2010 Ugandan action movie

Rating: 4/20

Plot: Captain Alex leads an elite squad to take down the Tiger Mafia. That is, until he's killed. After that, his brother--the Ugandan Bruce Lee--gets involved. Action movie!

I've seen a lot of movies in the more-than-a-decade I've written about movies, but I've not seen anything like this Ugandan action movie. As an ultra-low-budget action movie with barely any plot at all, this is nothing new. There are some Birdemic-esque special effects with blood spurts and some helicopter, a helicopter that at one point even flies backwards. There's a ridiculous training montage. There's the Ugandan Bruce Lee (Bruce U, according to our excited narrator [more on him in a bit]), and as a matter of fact, everybody in Uganda seems to know kung fu. There's some terrifically awful music choices, all lifted from elsewhere and including this recurring karaoke version of Seal's "Kiss from a Rose," never used in what you'd say is an appropriate way. I mean, if there is an appropriate way to use a karaoke version of Seal's "Kiss from a Rose" in an action movie.

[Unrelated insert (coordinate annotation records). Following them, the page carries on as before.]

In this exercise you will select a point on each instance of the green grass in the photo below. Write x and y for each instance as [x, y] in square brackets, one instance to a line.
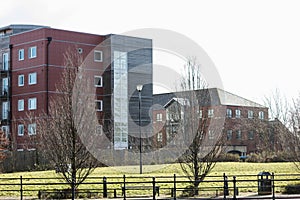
[237, 169]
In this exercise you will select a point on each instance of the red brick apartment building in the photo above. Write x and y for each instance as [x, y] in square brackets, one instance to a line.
[241, 116]
[32, 60]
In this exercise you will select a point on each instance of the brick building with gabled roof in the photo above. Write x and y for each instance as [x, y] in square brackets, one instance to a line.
[239, 116]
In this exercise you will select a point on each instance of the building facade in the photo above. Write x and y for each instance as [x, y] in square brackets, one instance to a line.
[33, 61]
[241, 119]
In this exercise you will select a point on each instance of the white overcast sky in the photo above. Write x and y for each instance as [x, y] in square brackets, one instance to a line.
[255, 44]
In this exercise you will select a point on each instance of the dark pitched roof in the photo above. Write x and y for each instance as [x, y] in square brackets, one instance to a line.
[215, 96]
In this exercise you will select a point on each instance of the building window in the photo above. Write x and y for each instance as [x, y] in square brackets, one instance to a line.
[97, 56]
[120, 99]
[238, 135]
[200, 113]
[20, 104]
[250, 135]
[99, 105]
[210, 113]
[5, 61]
[20, 130]
[98, 81]
[159, 137]
[210, 135]
[5, 130]
[32, 129]
[159, 117]
[32, 52]
[21, 54]
[21, 80]
[250, 114]
[229, 134]
[32, 78]
[32, 104]
[229, 113]
[99, 129]
[261, 115]
[237, 113]
[5, 110]
[4, 86]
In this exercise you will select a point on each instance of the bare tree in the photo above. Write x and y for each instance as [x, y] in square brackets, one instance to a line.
[71, 120]
[4, 145]
[202, 134]
[275, 137]
[294, 134]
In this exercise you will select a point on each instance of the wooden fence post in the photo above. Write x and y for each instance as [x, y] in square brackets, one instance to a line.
[21, 188]
[174, 189]
[153, 188]
[104, 187]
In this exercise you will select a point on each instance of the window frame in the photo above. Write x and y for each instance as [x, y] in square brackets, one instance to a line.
[29, 128]
[5, 61]
[6, 130]
[159, 137]
[238, 135]
[261, 115]
[19, 82]
[19, 129]
[229, 113]
[5, 85]
[229, 133]
[30, 52]
[101, 105]
[238, 113]
[21, 108]
[101, 81]
[21, 54]
[29, 103]
[210, 113]
[250, 135]
[5, 109]
[250, 114]
[159, 117]
[30, 79]
[101, 55]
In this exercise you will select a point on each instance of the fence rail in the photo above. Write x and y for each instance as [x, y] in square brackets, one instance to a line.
[167, 187]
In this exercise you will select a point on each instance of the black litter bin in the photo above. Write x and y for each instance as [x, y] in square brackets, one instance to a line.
[264, 183]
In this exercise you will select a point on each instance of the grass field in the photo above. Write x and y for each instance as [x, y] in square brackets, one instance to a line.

What makes this memorable is the use of V.J. Emmie, a friend of the director who narrates as a "video joker" in order to help translate the movie for English-speaking audiences and provide some commentary. He interrupts the action frequently, laughs or throws in a "Mamma mia!" when people get shot, reminds us all that this is indeed a movie (including one moment when he just repeats the word "Movie!" over and over again during one action sequence), reminds us that the good guy characters are commandos by saying "Commandos!" over and over, makes fun of the actions, makes cracks about eating German people, occasionally provides his own sound effects, lets us know when there's a "supa kicker" or a "supa rider" onscreen, makes a plea for us all to see another movie called Bad Black, calls a bunch of birds "dinosaurs," invents a new euphemism for sexual intercourse ("beat the rat serious"), turns the thing into a damn musical at one point, and praising the Tiger Mafia's choice in panties. He's awesome, and I'd love him to record Video Joker commentary for any Marvel movie I'm about to watch.

The best-worst actor in this thing is Sserunay Ernest whose best moment is when he destroys a television while crying.

Action movie!

I'll have to check out more in Nabwana I.G.G.'s filmography sometime even though it's the kind of movie that makes me feel like less of a man. This, by the way, almost doesn't exist at all as he had to erase the original movie from his computer in order to make the follow-up. This movie was made for two hundred dollars, and you really have to admit that Nabwana I.G.G. managed to do a lot with what it currently costs to see a movie and buy popcorn and a cola.